Die Behauptung, der Westen hätte mit der Nato-Osterweiterung eine Teilschuld daran, dass Russland seine "berechtigten Sicherheitsinteressen" gefährdet sah, ist eine Täter-Opfer-Umkehr. Es war nur klug und vorausschauend von den ehemaligen Ländern des Ostblocks, die Gunst der Stunde zum Nato-Beitritt zu nutzen - aus bitterer eigener Erfahrung und in Kenntnis der imperialen Geschichte Russlands. Für die Ukraine ergab sich diese Chance leider nicht. Und kämen Sie heute auf die Idee, Finnland und Schweden zu bitten, ihren Neutralitätsstatus zu wahren und aus Rücksicht auf die Gefühle Putins nicht der Nato beizutreten? Kommen Sie mit frischen Ideen, wie wir aus diesem Schlamassel wieder herauskommen, lieber Herr Lüdeking.

Andrea Isphording, Hamburg

Immer realer werdende Kriegsgefahr

Ich danke der SZ für die Veröffentlichung dieses Artikels. Zu Recht hält Herr Lüdeking die einfache Verneinung eines russischen Verhandlungswillens für verantwortungslos. Er verweist auf die Mitschuld der Nato an der heutigen Lage, denn die Osterweiterung widerspreche den Sicherheitsinteressen Russlands. Diese Mitschuld wird in praktisch allen großen Medien vehement zurückgewiesen wie kürzlich auf geradezu kuriose Weise von der Politikwissenschaftlerin Claudia Major in der Sendung "Maischberger". Sie stellte tatsächlich den Begriff Osterweiterung infrage, da die alten Nato-Staaten die Erweiterung gar nicht aktiv betrieben hätten und die Ausdehnung nach Osten nur auf Wunsch der beitretenden Staaten zustande gekommen sei.
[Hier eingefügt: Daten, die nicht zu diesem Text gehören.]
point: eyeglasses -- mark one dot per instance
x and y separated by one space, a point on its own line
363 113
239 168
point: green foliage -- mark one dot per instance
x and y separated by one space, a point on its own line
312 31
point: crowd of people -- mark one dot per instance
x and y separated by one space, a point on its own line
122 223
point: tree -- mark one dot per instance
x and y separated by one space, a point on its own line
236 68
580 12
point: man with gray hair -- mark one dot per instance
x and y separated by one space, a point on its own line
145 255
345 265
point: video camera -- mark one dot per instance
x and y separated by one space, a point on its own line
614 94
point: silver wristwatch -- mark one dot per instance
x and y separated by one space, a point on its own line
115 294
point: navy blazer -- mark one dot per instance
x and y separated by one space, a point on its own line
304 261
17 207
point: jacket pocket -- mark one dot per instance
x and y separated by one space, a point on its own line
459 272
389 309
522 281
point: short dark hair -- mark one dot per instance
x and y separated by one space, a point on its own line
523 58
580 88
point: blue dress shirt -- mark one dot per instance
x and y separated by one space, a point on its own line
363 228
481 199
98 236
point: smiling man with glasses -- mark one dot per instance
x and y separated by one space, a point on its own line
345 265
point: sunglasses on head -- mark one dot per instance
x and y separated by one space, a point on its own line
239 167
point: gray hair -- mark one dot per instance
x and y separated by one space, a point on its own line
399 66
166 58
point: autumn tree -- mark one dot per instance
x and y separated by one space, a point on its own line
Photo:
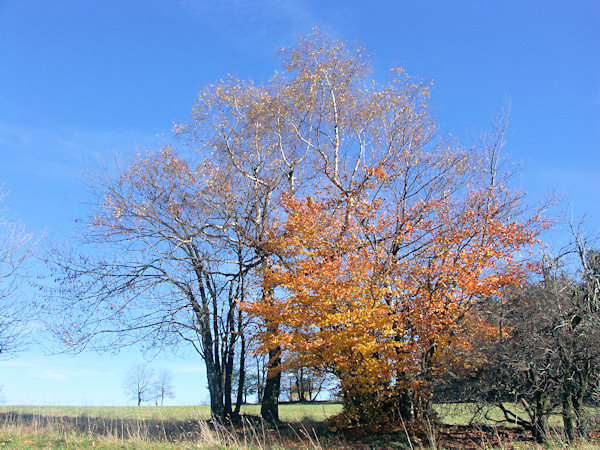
378 261
544 354
15 248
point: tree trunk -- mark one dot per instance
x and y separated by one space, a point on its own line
241 397
270 402
540 425
568 416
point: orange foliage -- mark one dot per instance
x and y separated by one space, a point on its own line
373 292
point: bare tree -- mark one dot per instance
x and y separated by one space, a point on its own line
138 384
15 248
162 262
163 387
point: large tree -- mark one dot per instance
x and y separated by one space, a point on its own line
161 262
381 259
319 185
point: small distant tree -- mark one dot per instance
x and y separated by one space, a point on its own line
15 247
163 387
139 383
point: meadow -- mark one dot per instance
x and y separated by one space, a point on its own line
186 427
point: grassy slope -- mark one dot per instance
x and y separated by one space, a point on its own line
287 412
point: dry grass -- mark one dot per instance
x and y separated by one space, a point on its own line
120 429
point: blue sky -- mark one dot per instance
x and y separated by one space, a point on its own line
83 83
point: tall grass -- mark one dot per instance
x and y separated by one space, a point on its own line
22 429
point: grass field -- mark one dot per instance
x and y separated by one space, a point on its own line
185 427
287 412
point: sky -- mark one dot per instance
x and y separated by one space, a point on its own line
85 84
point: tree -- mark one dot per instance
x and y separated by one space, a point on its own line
161 262
379 263
545 353
15 248
318 172
139 382
163 387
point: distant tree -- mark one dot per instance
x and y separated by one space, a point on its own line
139 383
163 387
15 247
304 384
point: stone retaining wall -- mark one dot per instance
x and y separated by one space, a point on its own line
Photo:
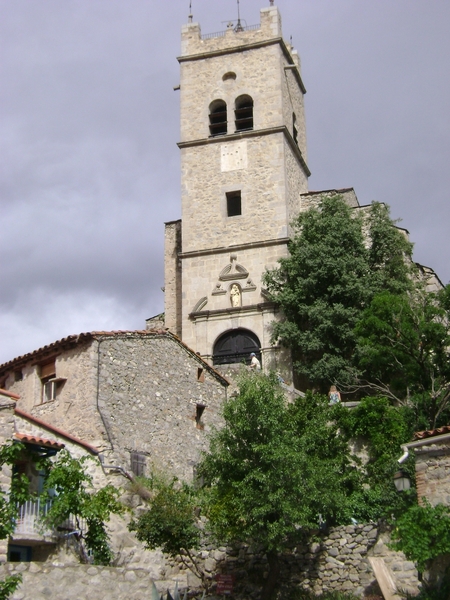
335 561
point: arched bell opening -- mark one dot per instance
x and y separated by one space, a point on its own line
235 346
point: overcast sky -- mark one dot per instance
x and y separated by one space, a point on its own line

Für diese Sichtweise von der Gegenseite Verständnis zu erwarten, ist viel verlangt.

Die nüchterne Betrachtung von weitsichtigen Diplomaten wie Herrn Lüdeking sollten sich unsere Politikerinnen und Politiker zu eigen machen. Mit Scheuklappen stur auf eine militärische Lösung zu setzen, bedeutet neben zahllosen weiteren Toten in der Ukraine auch für uns in Deutschland eine immer realer werdende Kriegsgefahr, die sich durch unvorhersehbare Ereignisse jeglicher Kontrolle entzieht und dann ihren eskalierenden Lauf nehmen kann.